Friday, August 21, 2009

Kind of Blue, Arranged For Sextet of Nintendo Entertainment Systems


Kind of Bloop gives Miles Davis's classic the chiptune treatment

By John Mahoney
Ladies and gentleman of the Internet, I think today we may have found the best possible application for chiptune music--that uber-geeky genre utilizing vintage game console's music synthesizers, real or software-emulated, as the sole instrumentation. It just so happens that faithful covers of jazz classics sound great: the pleasures of one of my favorite albums of all time intermingling beautifully in my (significant) brainspace cubby where the Contra and Tecmo Bowl themes are on infinite loop.

Just released to the Web today, Kind of Bloop is the brainchild of Andy Baio, and its origin story is almost as interesting as the music. Baio used it as a proof-of-concept of sorts for the crowd-sourced funding site Kickstarter, where he is CTO. Kickstarter lets users post proposals for a wide variety of different artistic projects and creative ventures and solicit funding donations to get the project going. When Baio posted the concept for the all-chiptune Kind of Blue, his fund-raising goal of $2,000 (for licensing the covers, paying the artists and producing a limited run of CDs) was collected in just four hours.

Kind of Blue's five tracks are tackled by five different chiptune artists, and while all have that same dusty 8-bit vibe, each has its own style.
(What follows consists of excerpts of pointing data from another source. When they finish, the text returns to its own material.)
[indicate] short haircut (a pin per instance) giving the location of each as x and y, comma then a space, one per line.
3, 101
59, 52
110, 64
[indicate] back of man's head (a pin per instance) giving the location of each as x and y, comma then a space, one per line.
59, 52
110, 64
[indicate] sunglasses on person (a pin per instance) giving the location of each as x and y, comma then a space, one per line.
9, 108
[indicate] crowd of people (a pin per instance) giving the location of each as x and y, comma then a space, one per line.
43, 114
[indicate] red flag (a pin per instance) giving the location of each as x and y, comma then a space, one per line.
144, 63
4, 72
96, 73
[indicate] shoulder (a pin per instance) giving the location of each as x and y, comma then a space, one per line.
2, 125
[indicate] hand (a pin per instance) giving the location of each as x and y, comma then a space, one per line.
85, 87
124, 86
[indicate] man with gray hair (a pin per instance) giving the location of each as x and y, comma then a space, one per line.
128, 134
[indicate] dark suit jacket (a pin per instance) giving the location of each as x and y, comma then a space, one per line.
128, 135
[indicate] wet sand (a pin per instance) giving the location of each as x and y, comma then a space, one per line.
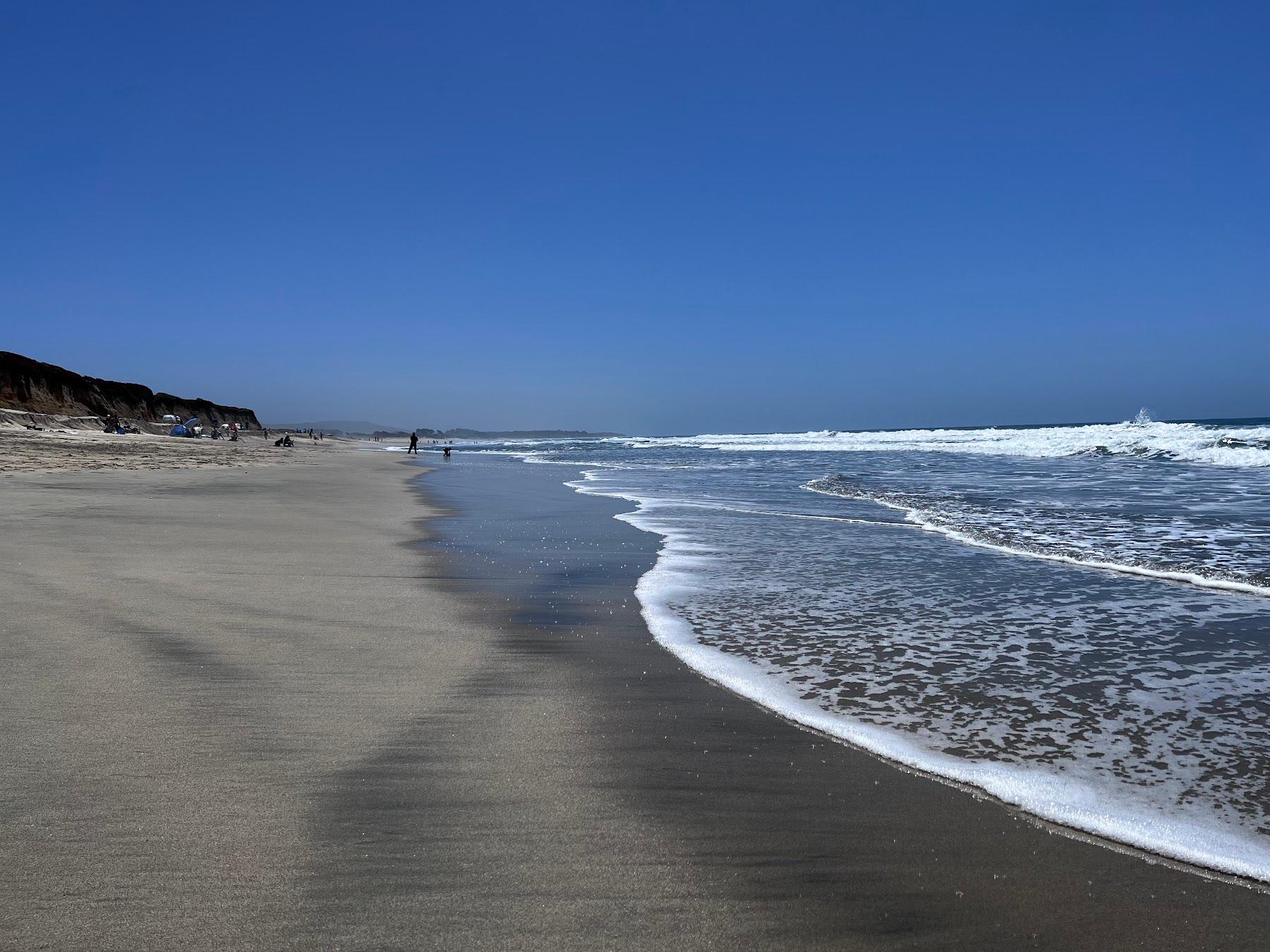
247, 709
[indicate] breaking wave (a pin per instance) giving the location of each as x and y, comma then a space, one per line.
1143, 438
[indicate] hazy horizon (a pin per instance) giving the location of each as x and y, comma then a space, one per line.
695, 220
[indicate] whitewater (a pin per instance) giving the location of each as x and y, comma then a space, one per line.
1073, 620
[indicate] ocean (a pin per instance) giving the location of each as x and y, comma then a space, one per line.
1073, 620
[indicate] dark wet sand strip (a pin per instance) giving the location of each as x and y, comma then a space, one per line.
246, 710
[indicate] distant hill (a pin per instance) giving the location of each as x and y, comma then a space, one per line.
33, 386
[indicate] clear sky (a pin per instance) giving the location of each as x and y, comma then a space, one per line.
655, 217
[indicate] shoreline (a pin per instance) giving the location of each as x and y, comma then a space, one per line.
341, 734
1144, 872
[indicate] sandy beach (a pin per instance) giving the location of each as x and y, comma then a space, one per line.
254, 709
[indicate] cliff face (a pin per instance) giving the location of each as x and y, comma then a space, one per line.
42, 387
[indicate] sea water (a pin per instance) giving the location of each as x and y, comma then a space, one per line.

I personally like the more literal takes, where the careening solos of Davis, Coltrane, Adderley et al are mapped out in 8-bit chunks as faithfully as possible. "So What" by Ast0r, the lead-off track, does this nicely.
Others take more liberties, with space-y bursts of Super Mario magic mushroom arpeggios subbing in for horn fills, and wild NES-drum breakdowns. Listen closely and a ton of familiar Mario tropes will pop in--like Mario's subterranean theme closing out an epic jam on "All Blues."
In short, it's well worth the $5 download, and a great way to celebrate a great album's 50th anniversary.